Environ un mois après avoir déménagé de Melbourne à Buenos Aires, un nouveau collègue de travail m’envoie un e-mail avec cette question qui ensoleillera ma journée.
Je frappe un «OUI !!!» catégorique sur mon clavier et, quelques jours plus tard, me retrouve dans son appartement du centre-ville, impatient de mettre la main sur mon premier lot de 25g de bonne ganja argentine.

Herbe en brique

C’est dans la cuisine, c’est à l’intérieur d’un paquet de Marlboro“, me lâche-t-il.
La phrase qui tue. “Dans un paquet de Marlboro” : 25 grammes dans un paquet de clopes, ça sentait pas bon la weed qui respire dans un vaste pochon. Avant même d’avoir vu mon acquisition, je fleurai la déception.
Bon gré mal gré j’ouvre le paquet et là:

Une brique épaisse et brune criblée de bâtons et de tiges, le tout puant l’ammoniac.
“Comment est-ce que je coupe ça?” interrogeai-je.
Après avoir réussi à scinder la brique en deux avec un couteau à steak, je parvins à rouler un joint fin et bosselé et m’extirpa sur le balcon pour fumer la chose.
Alors que je contemplais l’air épais d’un début de soirée d’été à Buenos Aires, j’ai eu mon premier goût de « Paraguayo » .
Ma tête est devenue instantanément lourde, mon corps entièrement engourdi.
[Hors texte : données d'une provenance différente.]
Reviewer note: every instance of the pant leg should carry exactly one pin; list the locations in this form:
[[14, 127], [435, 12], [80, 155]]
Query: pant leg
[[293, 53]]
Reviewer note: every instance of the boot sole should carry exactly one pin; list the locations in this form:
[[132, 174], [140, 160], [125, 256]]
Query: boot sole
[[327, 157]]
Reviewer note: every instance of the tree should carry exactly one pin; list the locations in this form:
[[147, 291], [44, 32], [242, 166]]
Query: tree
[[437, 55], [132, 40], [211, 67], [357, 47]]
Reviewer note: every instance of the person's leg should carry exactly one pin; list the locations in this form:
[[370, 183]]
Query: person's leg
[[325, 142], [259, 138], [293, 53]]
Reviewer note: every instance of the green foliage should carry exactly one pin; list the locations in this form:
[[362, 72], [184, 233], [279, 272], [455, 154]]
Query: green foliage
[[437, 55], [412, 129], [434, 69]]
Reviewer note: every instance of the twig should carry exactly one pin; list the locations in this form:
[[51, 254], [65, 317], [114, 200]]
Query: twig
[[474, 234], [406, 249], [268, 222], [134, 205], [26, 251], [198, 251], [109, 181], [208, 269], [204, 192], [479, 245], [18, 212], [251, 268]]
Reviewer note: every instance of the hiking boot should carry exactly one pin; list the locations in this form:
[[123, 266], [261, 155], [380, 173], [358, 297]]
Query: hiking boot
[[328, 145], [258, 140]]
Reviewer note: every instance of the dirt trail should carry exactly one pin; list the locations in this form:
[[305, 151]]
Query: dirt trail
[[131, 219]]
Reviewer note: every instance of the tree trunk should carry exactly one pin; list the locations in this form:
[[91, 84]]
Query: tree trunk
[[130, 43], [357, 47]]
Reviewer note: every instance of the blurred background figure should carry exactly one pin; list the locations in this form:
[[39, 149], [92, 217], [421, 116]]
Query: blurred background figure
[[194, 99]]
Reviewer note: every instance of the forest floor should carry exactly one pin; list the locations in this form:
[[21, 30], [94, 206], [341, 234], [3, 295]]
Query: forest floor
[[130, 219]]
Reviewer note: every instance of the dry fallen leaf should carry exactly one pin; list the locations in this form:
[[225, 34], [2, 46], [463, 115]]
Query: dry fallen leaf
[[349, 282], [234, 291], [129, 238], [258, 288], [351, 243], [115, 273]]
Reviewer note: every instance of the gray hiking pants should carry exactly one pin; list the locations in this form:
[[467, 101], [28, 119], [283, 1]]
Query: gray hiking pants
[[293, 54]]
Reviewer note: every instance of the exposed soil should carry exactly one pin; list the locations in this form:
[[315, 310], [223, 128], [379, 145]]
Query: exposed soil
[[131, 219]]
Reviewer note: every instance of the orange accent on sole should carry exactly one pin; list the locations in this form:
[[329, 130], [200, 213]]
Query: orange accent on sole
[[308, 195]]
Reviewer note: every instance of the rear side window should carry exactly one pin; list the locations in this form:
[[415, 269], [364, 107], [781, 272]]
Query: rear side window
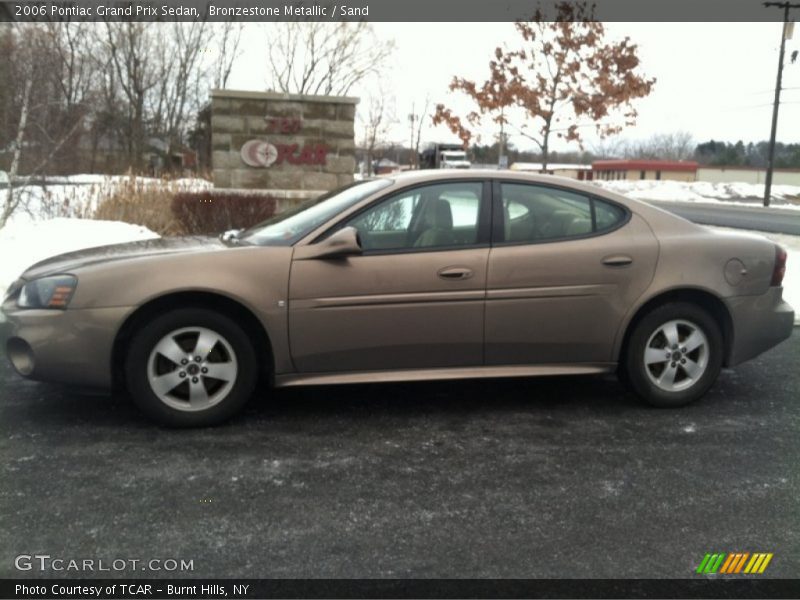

Je rinçais chaque taffe avec une gorgée de bière pour enlever le sale gout.

Le « Paraguayo » (ou « Prensado ») est un type de ganja qui domine le marché argentin du la weed depuis des années.
Il est expédié depuis l’autre côté de la frontière, du Paraguay, le deuxième plus grand producteur de marijuana en Amérique latine, et est vendu conditionné en briques de 25 g compressés à la César.
Pendant longtemps, le Paraguayo était la norme cannabique en Argentine, une donne qui a rapidement changé.
Aujourd’hui, les enthousiastes argentins de la belle plante recherchent de plus en plus activement les « flores » (ou bud/ fleurs de cannabis), les teintures, les crèmes et occasionnellement les extraits.

Militantisme cannabique

Au cours des dernières années, les militants argentins de la weed se sont battus pour légaliser le cannabis à des fins médicinales, mais aussi récréatives.
En 2017, le gouvernement fédéral a partiellement légalisé le cannabis thérapeutique même s’il a condamné et incarcéré des patients qui cultivaient et produisaient leur traitement chez eux.
Le droit de cultiver pour un usage personnel, ou «autocultivo» est toujours au cœur du débat sur la légalisation en Argentine et la raison d’être d’ONG comme CAMEDA et Mama Cultiva, qui milite pour un meilleur accès au cannabis.

«Aujourd’hui, il y a beaucoup plus de sensibilisation et un mouvement plus important autour du cannabis, et je pense que le fait que la plante ait des propriétés médicinales signifie que les gens changent leurs perceptions à ce sujet», explique Agustin, 32 ans et designer dans l’audio visuel.
«Cet été, j’ai cultivé 2 plantes à l’extérieur. Je ne voulais pas continuer à acheter de l’herbe; je voulais cultiver le mien et savoir ce que je fumais», poursuit-il.

Circuit court

Agustin fait parti d’ une communauté grandissante de cannabis-aficionados en Argentine qui cultivent et en vendent une partie.
En général, les Paraguayens sont de bons cultivateurs, mais ils commettent des erreurs impardonnables lors des récoltes et des processus de pressage“, analyse Matías Maxx dans un rapport paru sur ses visites dans une weed-farm paraguayenne.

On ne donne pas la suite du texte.